The United States, the world’s largest economy, sets the standard for protecting inventors, creators and entrepreneurs, ranking first in a global intellectual property index.

That is the conclusion of the 2020 International Intellectual Property Index, released by the Global Innovation Policy Center, an affiliate of the U.S. Chamber of Commerce.

Chart comparing overall economy scores - U.S. is 47, China is 25, and Venezuela is 7

Intellectual property rights are a foundation of modern business.

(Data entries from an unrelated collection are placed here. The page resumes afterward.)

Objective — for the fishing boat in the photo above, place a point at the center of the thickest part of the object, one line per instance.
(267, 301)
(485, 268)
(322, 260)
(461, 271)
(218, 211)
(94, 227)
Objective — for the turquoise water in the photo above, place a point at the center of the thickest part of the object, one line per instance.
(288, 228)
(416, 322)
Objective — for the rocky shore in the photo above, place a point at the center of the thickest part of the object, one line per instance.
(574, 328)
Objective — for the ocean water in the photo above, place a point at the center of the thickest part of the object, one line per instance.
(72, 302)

When governments protect intellectual property rights, innovators can retain the exclusive right to make money from their hard work.

The index, according to the report, ranks the overall intellectual property framework in each economy by evaluating different categories of protection and assigning each economy a score out of 50.

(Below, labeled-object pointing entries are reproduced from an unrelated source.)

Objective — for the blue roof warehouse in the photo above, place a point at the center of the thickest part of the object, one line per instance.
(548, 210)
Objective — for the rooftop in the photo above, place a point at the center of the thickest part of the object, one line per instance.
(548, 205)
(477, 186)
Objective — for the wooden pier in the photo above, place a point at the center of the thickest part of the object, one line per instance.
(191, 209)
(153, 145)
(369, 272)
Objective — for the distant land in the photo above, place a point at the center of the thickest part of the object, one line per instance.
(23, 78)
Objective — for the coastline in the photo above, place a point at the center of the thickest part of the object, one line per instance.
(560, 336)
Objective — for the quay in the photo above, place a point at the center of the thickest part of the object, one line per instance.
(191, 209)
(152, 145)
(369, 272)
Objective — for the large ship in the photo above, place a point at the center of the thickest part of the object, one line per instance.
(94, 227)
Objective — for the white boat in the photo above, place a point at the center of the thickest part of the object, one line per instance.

The United States once again ranked first with a score of 47.64 out of 50, or 95.28% of the available score (scores are expressed as percentages to standardize the rankings year over year). U.S. laws and regulations that protect innovators, creators, artists and businesses are a main reason for the high score, the report said.

The People’s Republic of China, the world’s second-largest economy, ranked 28 with a score of 25.48 (50.96%). Last place was Venezuela, with a score of 7.11 (14.22%).

“IP protections show innovators that their investments are valuable and that their work is worthy,” David Hirschmann, president and chief executive of the Global Innovation Policy Center, said in the International Intellectual Property Index report’s foreword.

The index covers 53 economies, representing over 90% of the global economy.

The index tracks nine categories of intellectual property protection: patents, copyrights, trademarks, design rights, trade secrets, commercialization, enforcement, systemic efficiency and membership in international treaties.

Better protection for better growth

The Global Innovation Policy Center’s report illustrates why upholding IP rights is good for countries and provides a road map for countries that want to improve their economies.

With effective intellectual property protections, countries can take “the ideas and creations of the mind … transforming them into the next generation of technologies, medicines, and creative works that enrich our lives,” the report says.

Text: economies with effective IP protection are nearly 40% more attractive to: foreign investment, venture capital, private equity

The U.S. government also keeps track of which countries are respecting IP rights. “China continues to be the world’s leading source of counterfeit and pirated goods,” said the U.S. trade representative’s latest annual report on the state of IP protections around the world.

“U.S. companies are the world’s most innovative,” Secretary of State Michael R. Pompeo said March 5 when he congratulated Singapore’s Daren Tang on his selection to be the director general of the World Intellectual Property Organization. “Secure property rights are critical for driving innovation, investment, and economic opportunity,” Pompeo said.